# Which young actor will go on to be the next Brad Pitt



## Nick Carraway (Feb 11, 2013)

*Not young as in in their teens but young as in well, NOT OLD? I guess I am trying to say which actor, who is hitting their prime or stride right now, will end up being the next Brad Pitt.*

I think that soon Brad Pitt will be past his prime (if he wasn't already).

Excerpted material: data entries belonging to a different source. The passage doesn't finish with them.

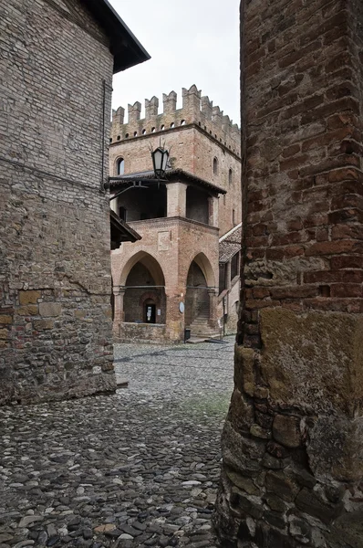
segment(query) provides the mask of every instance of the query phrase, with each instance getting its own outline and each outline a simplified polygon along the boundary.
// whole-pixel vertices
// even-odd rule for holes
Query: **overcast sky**
[[[109,0],[151,56],[115,75],[112,107],[195,84],[240,125],[239,0]]]

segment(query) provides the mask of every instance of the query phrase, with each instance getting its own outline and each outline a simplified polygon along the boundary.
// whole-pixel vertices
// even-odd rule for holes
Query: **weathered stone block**
[[[36,329],[36,331],[53,329],[54,320],[35,320],[33,325],[34,329]]]
[[[354,416],[363,397],[363,315],[261,311],[261,369],[271,397]]]
[[[234,511],[242,511],[253,518],[261,518],[264,513],[263,502],[258,497],[248,497],[236,487],[232,488],[231,503]]]
[[[234,367],[236,372],[236,385],[240,390],[244,390],[248,395],[254,395],[254,360],[255,353],[252,348],[235,345]]]
[[[298,448],[301,443],[300,420],[296,416],[276,415],[273,434],[275,439],[286,448]]]
[[[289,532],[302,544],[308,544],[311,540],[310,524],[296,516],[289,516]]]
[[[254,437],[261,437],[262,439],[271,439],[272,437],[271,430],[267,428],[263,428],[262,427],[260,427],[260,425],[256,424],[252,425],[250,428],[250,434]]]
[[[299,486],[295,480],[284,471],[270,471],[266,474],[266,490],[275,493],[287,502],[294,501],[299,491]]]
[[[41,291],[35,290],[21,290],[19,291],[19,302],[20,304],[36,304],[41,296]]]
[[[254,422],[254,407],[238,388],[232,395],[228,420],[237,432],[248,432]]]
[[[59,316],[62,311],[60,302],[40,302],[39,314],[41,316]]]
[[[16,313],[19,316],[36,316],[38,314],[38,307],[36,304],[26,304],[25,306],[19,306],[16,309]]]
[[[311,469],[316,477],[327,471],[336,480],[353,481],[363,477],[363,417],[321,415],[306,444]]]
[[[4,324],[9,324],[9,323],[13,323],[13,316],[8,316],[4,315],[4,316],[0,316],[0,323]]]
[[[239,489],[244,490],[249,495],[259,495],[261,489],[254,483],[251,478],[242,476],[239,472],[225,468],[225,473],[232,483]]]
[[[296,504],[310,516],[318,518],[324,523],[330,523],[342,511],[343,504],[331,504],[324,501],[316,491],[302,489],[296,499]]]
[[[260,471],[260,460],[264,453],[264,442],[249,439],[236,432],[226,420],[222,435],[224,463],[235,470],[244,470],[245,476]]]

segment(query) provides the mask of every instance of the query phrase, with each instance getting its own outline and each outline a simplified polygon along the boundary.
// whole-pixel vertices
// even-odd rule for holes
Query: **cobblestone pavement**
[[[0,408],[0,548],[216,546],[225,341],[119,344],[129,388]]]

A new name will need to come in and replace him.

As in

1. Having his name associated with being attractive (I am sure we have all heard people say that a guy isn't a brad pitt if he isn't attractive or whatever).

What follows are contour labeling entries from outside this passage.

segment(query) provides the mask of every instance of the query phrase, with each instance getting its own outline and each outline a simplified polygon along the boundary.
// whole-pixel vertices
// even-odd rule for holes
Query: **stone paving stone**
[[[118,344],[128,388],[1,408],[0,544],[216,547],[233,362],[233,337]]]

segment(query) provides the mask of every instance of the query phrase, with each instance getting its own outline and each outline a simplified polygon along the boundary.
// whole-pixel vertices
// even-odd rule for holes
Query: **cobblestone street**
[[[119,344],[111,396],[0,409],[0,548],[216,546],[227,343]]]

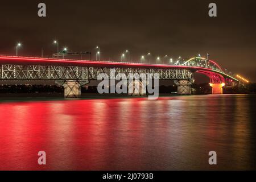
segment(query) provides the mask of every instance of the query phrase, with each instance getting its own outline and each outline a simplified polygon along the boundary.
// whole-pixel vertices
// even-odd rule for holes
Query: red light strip
[[[35,64],[34,61],[36,62],[39,65],[40,63],[44,64],[53,64],[55,65],[63,65],[68,64],[72,66],[72,64],[77,64],[79,66],[90,66],[90,65],[94,65],[97,66],[97,65],[101,65],[102,66],[115,68],[115,67],[142,67],[142,68],[173,68],[173,69],[190,69],[193,71],[196,71],[198,70],[206,70],[209,71],[213,72],[217,72],[222,75],[225,75],[230,78],[234,79],[232,77],[225,74],[224,73],[212,69],[210,68],[206,68],[203,67],[190,67],[190,66],[184,66],[184,65],[168,65],[168,64],[142,64],[142,63],[120,63],[120,62],[109,62],[109,61],[91,61],[91,60],[71,60],[71,59],[48,59],[48,58],[40,58],[40,57],[20,57],[20,56],[0,56],[0,61],[14,61],[15,64],[19,64],[19,63],[16,63],[15,61],[23,61],[26,62],[26,63]],[[1,63],[1,61],[0,61]],[[3,64],[10,64],[11,63],[3,63]],[[237,80],[234,78],[235,80]]]

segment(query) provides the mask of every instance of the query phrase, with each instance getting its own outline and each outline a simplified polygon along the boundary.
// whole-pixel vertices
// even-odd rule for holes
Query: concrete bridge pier
[[[210,86],[212,86],[212,94],[223,94],[222,87],[225,86],[224,83],[221,84],[213,84],[210,83]]]
[[[77,80],[57,81],[56,83],[64,88],[65,98],[79,98],[81,97],[81,87],[89,83],[88,81]]]
[[[177,92],[180,95],[190,95],[191,84],[193,80],[176,80],[174,83],[177,85]]]
[[[146,96],[147,85],[141,81],[134,81],[128,85],[128,95],[132,96]]]

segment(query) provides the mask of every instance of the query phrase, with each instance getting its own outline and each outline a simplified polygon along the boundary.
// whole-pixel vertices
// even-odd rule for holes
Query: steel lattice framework
[[[193,79],[193,73],[186,69],[85,67],[40,65],[0,65],[1,80],[80,80],[89,81],[97,79],[100,73],[110,76],[110,69],[116,74],[151,73],[152,77],[158,73],[162,80]]]
[[[222,72],[221,67],[213,61],[203,57],[193,57],[189,59],[183,65],[210,68],[213,70]]]

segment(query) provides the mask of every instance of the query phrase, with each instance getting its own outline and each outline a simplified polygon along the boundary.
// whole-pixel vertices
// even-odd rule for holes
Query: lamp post
[[[97,56],[97,55],[98,55]],[[97,52],[96,53],[96,61],[98,60],[97,57],[98,57],[98,60],[100,60],[101,59],[101,52],[100,51]]]
[[[121,55],[121,61],[123,61],[123,59],[125,58],[125,53],[123,53]]]
[[[19,47],[21,46],[21,43],[18,43],[17,45],[16,45],[16,56],[18,56],[18,49]]]
[[[125,52],[128,53],[128,62],[130,62],[130,51],[127,49]]]
[[[67,52],[67,51],[68,51],[68,48],[67,47],[64,47],[64,48],[63,49],[63,52],[62,53],[63,59],[64,59],[64,54],[65,52]]]
[[[57,44],[57,58],[59,58],[59,42],[57,40],[54,40],[53,43]]]
[[[151,64],[152,63],[152,55],[151,55],[151,53],[150,53],[150,52],[148,52],[148,53],[147,53],[147,55],[148,55],[148,56],[150,56],[150,64]]]
[[[143,55],[142,55],[141,58],[141,63],[142,63],[142,61],[143,61],[144,60],[144,59],[145,59],[145,57]]]
[[[100,46],[96,46],[96,51],[97,51],[96,52],[96,60],[97,60],[97,55],[100,54],[101,52],[101,48],[100,47]],[[98,53],[98,52],[99,52],[99,53]],[[99,57],[100,57],[100,56],[99,56]]]
[[[160,57],[156,57],[156,63],[158,63],[158,61],[160,61]]]

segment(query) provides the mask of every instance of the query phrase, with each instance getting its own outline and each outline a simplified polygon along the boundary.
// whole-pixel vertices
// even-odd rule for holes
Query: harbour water
[[[246,94],[0,101],[0,169],[256,169],[255,106]]]

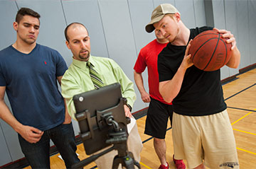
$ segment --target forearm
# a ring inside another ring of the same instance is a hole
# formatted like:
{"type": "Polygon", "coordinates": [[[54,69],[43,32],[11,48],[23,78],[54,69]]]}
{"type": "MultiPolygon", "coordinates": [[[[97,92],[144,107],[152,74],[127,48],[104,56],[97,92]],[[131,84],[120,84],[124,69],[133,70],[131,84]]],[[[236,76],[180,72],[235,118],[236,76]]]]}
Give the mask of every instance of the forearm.
{"type": "Polygon", "coordinates": [[[137,86],[138,90],[141,93],[141,95],[142,95],[144,93],[146,93],[144,86],[143,78],[142,74],[137,73],[134,71],[134,77],[136,86],[137,86]]]}
{"type": "Polygon", "coordinates": [[[20,133],[23,124],[11,114],[4,100],[0,101],[0,117],[9,124],[16,132],[20,133]]]}
{"type": "Polygon", "coordinates": [[[159,83],[159,92],[164,100],[171,103],[179,93],[186,69],[180,66],[171,80],[159,83]]]}
{"type": "Polygon", "coordinates": [[[236,69],[238,67],[240,62],[240,52],[238,47],[235,46],[235,48],[231,51],[231,57],[226,65],[230,68],[236,69]]]}

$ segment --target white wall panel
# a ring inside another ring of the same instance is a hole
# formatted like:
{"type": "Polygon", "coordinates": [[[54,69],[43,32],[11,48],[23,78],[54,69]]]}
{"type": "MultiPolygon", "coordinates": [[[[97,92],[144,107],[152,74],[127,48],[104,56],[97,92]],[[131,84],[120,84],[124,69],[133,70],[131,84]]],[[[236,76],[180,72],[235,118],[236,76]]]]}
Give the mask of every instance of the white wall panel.
{"type": "Polygon", "coordinates": [[[193,1],[178,0],[175,1],[176,7],[181,13],[182,22],[188,28],[196,27],[196,16],[193,1]]]}
{"type": "Polygon", "coordinates": [[[16,33],[13,28],[18,8],[14,1],[0,1],[0,50],[15,42],[16,33]]]}
{"type": "MultiPolygon", "coordinates": [[[[224,2],[223,0],[213,0],[213,12],[214,27],[218,29],[225,29],[225,16],[224,2]]],[[[220,69],[220,78],[224,79],[229,76],[230,71],[227,66],[220,69]]]]}
{"type": "Polygon", "coordinates": [[[256,1],[248,0],[248,14],[249,14],[249,45],[250,64],[256,63],[256,1]]]}
{"type": "Polygon", "coordinates": [[[193,0],[195,11],[196,26],[202,27],[206,25],[204,1],[202,0],[193,0]]]}
{"type": "MultiPolygon", "coordinates": [[[[239,41],[238,30],[238,17],[237,17],[237,7],[236,1],[235,0],[225,0],[225,16],[226,22],[226,30],[230,30],[234,36],[239,41]]],[[[239,69],[229,68],[228,76],[233,76],[239,73],[239,69]]]]}

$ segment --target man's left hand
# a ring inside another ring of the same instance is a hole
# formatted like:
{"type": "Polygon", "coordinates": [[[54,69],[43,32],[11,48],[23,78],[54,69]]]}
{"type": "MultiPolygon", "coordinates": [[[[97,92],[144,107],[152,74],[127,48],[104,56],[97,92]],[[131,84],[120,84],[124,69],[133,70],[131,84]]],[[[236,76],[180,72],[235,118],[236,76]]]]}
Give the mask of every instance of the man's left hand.
{"type": "Polygon", "coordinates": [[[128,106],[127,105],[124,105],[124,108],[125,116],[131,118],[132,117],[132,113],[131,113],[128,106]]]}

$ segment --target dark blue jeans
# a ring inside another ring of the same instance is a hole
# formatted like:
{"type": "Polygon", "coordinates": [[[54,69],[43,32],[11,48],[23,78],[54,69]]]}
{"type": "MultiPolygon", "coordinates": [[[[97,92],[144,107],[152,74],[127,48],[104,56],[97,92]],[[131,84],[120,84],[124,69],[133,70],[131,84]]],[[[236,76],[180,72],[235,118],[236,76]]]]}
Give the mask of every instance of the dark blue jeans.
{"type": "Polygon", "coordinates": [[[36,144],[26,141],[18,134],[22,152],[32,168],[50,168],[50,139],[57,147],[67,168],[80,161],[75,153],[77,146],[72,123],[62,124],[44,131],[41,139],[36,144]]]}

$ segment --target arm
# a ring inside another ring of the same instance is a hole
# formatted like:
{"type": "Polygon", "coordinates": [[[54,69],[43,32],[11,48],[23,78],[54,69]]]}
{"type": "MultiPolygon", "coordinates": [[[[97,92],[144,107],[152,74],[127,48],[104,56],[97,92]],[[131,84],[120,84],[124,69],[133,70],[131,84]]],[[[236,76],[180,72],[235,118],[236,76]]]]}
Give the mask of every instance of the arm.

2. Having a lot of fame thrown his way

3. Famous worldwide to the extent Brad Pitt has been

Any guesses?

I know some competitors will be Channing Tatum, Tom Hardy, and Ryan Gosling but my vote goes TOOOOOO




Joseph Leonard Gordon Levitt!!!! (ya know people say we look alike even though I am Brown and he is White)


----------



## WindowLicker (Aug 3, 2010)

I definitly agree that Gordan Joseph Levitt is really talented and a good looking actor, but the new Brad Pitt? Honestly I think that the closest thing we have is Channing Tatum or Chris Evans looks wise, maybe even Cam Gigandet. I don't think theres any actors that every guy wants to be. That was Brad Pitt.


----------



## Nick Carraway (Feb 11, 2013)

WindowLicker said:


> I definitly agree that Gordan Joseph Levitt is really talented and a good looking actor, but the new Brad Pitt? Honestly I think that the closest thing we have is Channing Tatum or Chris Evans looks wise, maybe even Cam Gigandet. I don't think theres any actors that every guy wants to be. That was Brad Pitt.


Looks? I think JGL is a good looking dude (no ****, but I think that because some people tell me we look alike IRL). 

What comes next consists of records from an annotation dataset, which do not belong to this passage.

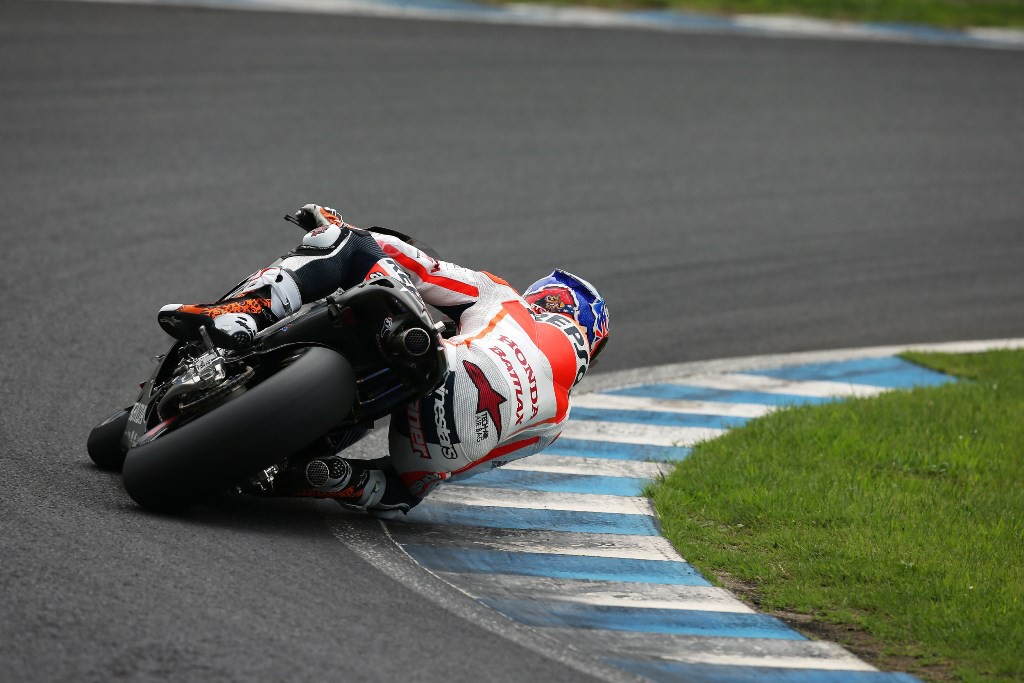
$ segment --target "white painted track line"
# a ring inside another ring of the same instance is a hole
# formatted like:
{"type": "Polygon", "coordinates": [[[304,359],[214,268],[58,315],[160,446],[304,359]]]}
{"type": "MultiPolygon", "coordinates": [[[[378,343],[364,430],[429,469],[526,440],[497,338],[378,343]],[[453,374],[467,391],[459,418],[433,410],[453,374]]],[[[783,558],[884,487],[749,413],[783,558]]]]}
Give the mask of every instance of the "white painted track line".
{"type": "Polygon", "coordinates": [[[671,659],[689,664],[779,667],[830,671],[877,671],[835,643],[774,638],[678,636],[601,629],[544,629],[552,637],[616,657],[671,659]]]}
{"type": "Polygon", "coordinates": [[[520,472],[548,472],[550,474],[581,474],[587,476],[636,477],[656,479],[669,474],[674,463],[645,463],[637,460],[607,460],[605,458],[580,458],[577,456],[547,456],[539,454],[513,460],[503,470],[520,472]]]}
{"type": "Polygon", "coordinates": [[[532,529],[497,529],[475,526],[416,524],[391,527],[399,543],[425,544],[434,548],[500,550],[510,553],[542,553],[583,557],[683,562],[668,539],[660,536],[582,533],[532,529]]]}
{"type": "Polygon", "coordinates": [[[698,441],[717,438],[724,433],[724,429],[708,427],[663,427],[662,425],[644,425],[635,422],[572,420],[570,414],[570,419],[562,430],[562,438],[617,441],[641,445],[689,446],[698,441]]]}
{"type": "Polygon", "coordinates": [[[572,407],[613,411],[682,413],[685,415],[719,415],[730,418],[760,418],[778,408],[777,405],[762,405],[760,403],[722,403],[713,400],[675,400],[671,398],[646,398],[643,396],[616,396],[610,393],[586,393],[581,396],[573,396],[572,407]]]}
{"type": "Polygon", "coordinates": [[[742,374],[693,375],[691,377],[682,377],[673,382],[673,384],[725,389],[729,391],[760,391],[762,393],[793,394],[796,396],[815,396],[819,398],[876,396],[889,390],[886,387],[873,387],[863,384],[779,380],[774,377],[742,374]]]}
{"type": "Polygon", "coordinates": [[[632,584],[497,573],[438,572],[437,575],[470,595],[499,600],[529,599],[605,607],[693,609],[745,614],[754,612],[725,589],[709,586],[632,584]]]}
{"type": "Polygon", "coordinates": [[[438,486],[430,494],[430,503],[478,505],[489,508],[605,512],[620,515],[653,516],[654,514],[654,508],[646,498],[598,494],[554,494],[545,490],[515,488],[482,488],[460,486],[458,483],[438,486]]]}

It isn't just looks though. I mean a lot of Pitt's attractiveness was because of his status, men become attractive when they have status even if they don't have the perfect face.

Like take David Gandy (male model) for example, a lot of women would take Brad Pitt in his prime over him because of the fame that surrounds Pitt.

This what David Gandy looks like by the way.


----------



## WindowLicker (Aug 3, 2010)

Me too. Really you look like Joeseph Gordan Levitt? I would like to see that. 
TBH I was never one of those girls that thought Brad Pitt was hot, but hes undeniably the alpha male on or off screen, I respect him now. If you listen to the commentary on Fight Club, its like they have the same dynamic as they do in the movie. 
That guy in the pic, yeah hes good looking, but as a girl he gives off a womanizing and entitled vibe, I wouldn't sleep with him. Anyone can be good looking, its more about being the whole package.


----------



## HippoHunter94 (Jan 19, 2012)

Gosling is kind on the same track as Brad Pitt, but is too big to really be compared to him. Tom Hardy I can see. I can also see Armie Hammer becoming this, and rightfully so.


----------



## Eos_Machai (Feb 3, 2013)

Google Trending Hardy, Gosling, Lewitt & Fassbender. 

Seems like Gosling is doing best so far. Doesn't surprise me, I think he's represents much of contemporary male ideals.

Though I think that Hardy and Fassbender are the greatest actors of the gang. They are really good. 

Pitt still got it though, and he's quite unique with his intelligence, integrity and charisma.


----------